Corte dei Conti: “in Italia nel 2012 truffe e sprechi per 300 milioni”. Mazzette, premi e consulenze pazze…

quanti sprechi e reati finanziari in Italia

Dal ponte di Venezia “scivoloso” al maestro marchigiano che mette in tasca alimenti destinati agli alunni, passando per casi di malasanità, corruzione, frode. È l’Italia degli sprechi e delle frodi fotografata in un dossier messo a punto dalla procura generale della Corte dei Conti che ha messo insieme le iniziative più rilevanti dei procuratori regionali. Casi che nel 2012 hanno comportato un pregiudizio economico che «in base ad un calcolo necessariamente provvisorio si valuta in oltre 293,632 milioni di euro».

Dalle mazzette alle consulenze pazze – come riporta La Stampa -, la Corte dei Conti ha scandagliato l’attività condotta lo scorso anno da tutte le procure regionali e ha messo insieme «le fattispecie di particolare interesse, anche sociale, rilevanti per il singolo contenuto e per il pregiudizio economico spesso ingente».

Dal parcheggio messo sotto sequestro a Genova perché insisteva in un sito sottoposto a vincolo storico-paessaggistico al giro di mazzette nelle camere mortuarie dei nosocomi di Milano, dalle consulenze «inutili» (così le definisce la stessa magistratura contabile) della provincia di Napoli o della «erronea» utilizzazione del tariffario da parte delle Asl calabresi per le prestazioni specialistiche e di laboratorio, la casistica delle truffe e dei danni allo Stato è ampia.
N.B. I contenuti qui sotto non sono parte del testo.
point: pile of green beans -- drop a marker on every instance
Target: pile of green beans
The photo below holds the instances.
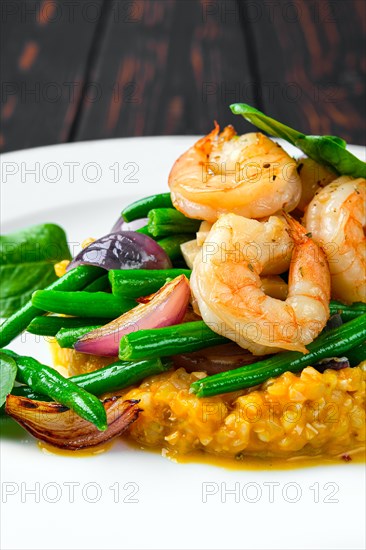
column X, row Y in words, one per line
column 335, row 343
column 66, row 337
column 81, row 303
column 141, row 208
column 113, row 377
column 134, row 283
column 347, row 312
column 73, row 280
column 171, row 245
column 45, row 380
column 51, row 325
column 168, row 221
column 163, row 342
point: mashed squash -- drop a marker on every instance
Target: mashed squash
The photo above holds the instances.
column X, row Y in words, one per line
column 313, row 413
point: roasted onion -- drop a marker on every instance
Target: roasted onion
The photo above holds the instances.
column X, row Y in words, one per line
column 124, row 250
column 166, row 307
column 59, row 426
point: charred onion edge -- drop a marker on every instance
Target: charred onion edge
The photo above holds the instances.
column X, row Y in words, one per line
column 72, row 433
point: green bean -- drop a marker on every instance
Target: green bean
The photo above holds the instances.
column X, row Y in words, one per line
column 113, row 377
column 134, row 283
column 168, row 221
column 162, row 342
column 141, row 208
column 75, row 279
column 333, row 343
column 45, row 380
column 347, row 312
column 101, row 284
column 145, row 231
column 171, row 245
column 356, row 355
column 49, row 326
column 329, row 150
column 82, row 304
column 66, row 337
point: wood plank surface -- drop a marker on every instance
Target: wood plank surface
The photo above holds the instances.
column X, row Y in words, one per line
column 311, row 61
column 83, row 69
column 166, row 67
column 44, row 55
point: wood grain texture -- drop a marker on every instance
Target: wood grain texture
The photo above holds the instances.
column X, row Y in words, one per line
column 44, row 53
column 311, row 64
column 163, row 69
column 89, row 69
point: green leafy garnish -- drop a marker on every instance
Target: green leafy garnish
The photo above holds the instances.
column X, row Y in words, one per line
column 8, row 371
column 26, row 263
column 328, row 150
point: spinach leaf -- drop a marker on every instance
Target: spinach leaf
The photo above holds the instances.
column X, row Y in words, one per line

Nei faldoni finiti nel mirino dei magistrati contabili anche consulenze non lecite, «imprudenza nella stipulazione di contratti di finanza derivata», omessa riscossione delle imposte.

Ecco i casi più eclatanti:

A VENEZIA PONTE CON ‘RUZZOLONI’, DANNO 3,5 MLN. È il Ponte della Costituzione, dell’archistar spagnolo Santiago Calatrava, per il quale la Corte dei Conti ha riscontrato «comportamenti colpevoli del progettista e del direttore dei lavori». Tanti scivoloni per i turisti e un danno all’erario di 3,467 milioni di euro.

ADDETTI COMUNE FIRENZE PREMI A PIOGGIA. Il danno per gli errori nella gestione del personale ammonta a 50 milioni.

IN ABRUZZO LAVORI SISMA E MULTE STRACCIATE. Le vertenze in corso di istruttoria riguardano soprattutto i contributi per i lavori a seguito del terremoto del 2009 ma ci sono anche casi di «mancata riscossione di contravvenzioni al codice della strada da parte di diversi Comuni» grazie ad «amicizie» tra multati e funzionari pubblici.

LITORALE CAMPANO, “AFFAIRE” RIFIUTI. Una citazione per un danno di circa 43 milioni di euro ha riguardato la gestione del contratto per la bonifica e lo stoccaggio dei rifiuti nel litorale Domizio Flegreo e Agro Aversano.

IN EMILIA PALAZZI ACQUISTATI E INUTILIZZATI. Il caso è dell’ufficio Inail distaccato di Casalecchio di Reno. Il danno per sovra-prezzo e sovra-dimensionamento è di 3,3 milioni.

MUSEO TRIESTE, COSTA 600.000 EURO, MAI REALIZZATO. Il contributo era stato versato dalla Regione Friuli Venezia Giulia «ad una nota Fondazione di fotografie antiche», fa sapere la Corte.

SCUOLA DIAZ, INDAGA PROCURA LAZIO. Il G8 si svolse a Genova ma è nelle mani della Corte dei Conti del Lazio il procedimento per accertare «l’ipotesi di possibile danno erariale e all’immagine subita dall’Amministrazione per gli Interni».

MOLISE, SALTA COLLEGAMENTO TERMOLI-CROAZIA. Società mista irregolare, tutto da rifare e il danno è di 6 mln.

OMBRE SU GRINZANE CAVOUR. L’associazione che gestisce il prestigioso premio avrebbe sottratto illecitamente fondi della Regione Piemonte.

SARDEGNA, ENTE COMPRA BARCHE MA NON HA CONDUCENTI. Prima sono state comprate le imbarcazioni, poi sono rimaste ormeggiate «essendo carente il personale per la conduzione dei mezzi».

FAVORISCE IMPRESA EDILE E CHIEDE LAVORI PER CASA SUA. È il caso di un tecnico comunale di un Comune della Sardegna che affidava lavori a un’impresa in cambio di opere per la propria abitazione.

SICILIA, REGIONE SOTTO LA LENTE. Per presunti illeciti nella nomina di consulenti, per danni legati a dismissioni del patrimonio immobiliare, per l’assunzione di soggetti sprovvisti dei prescritti titoli professionali.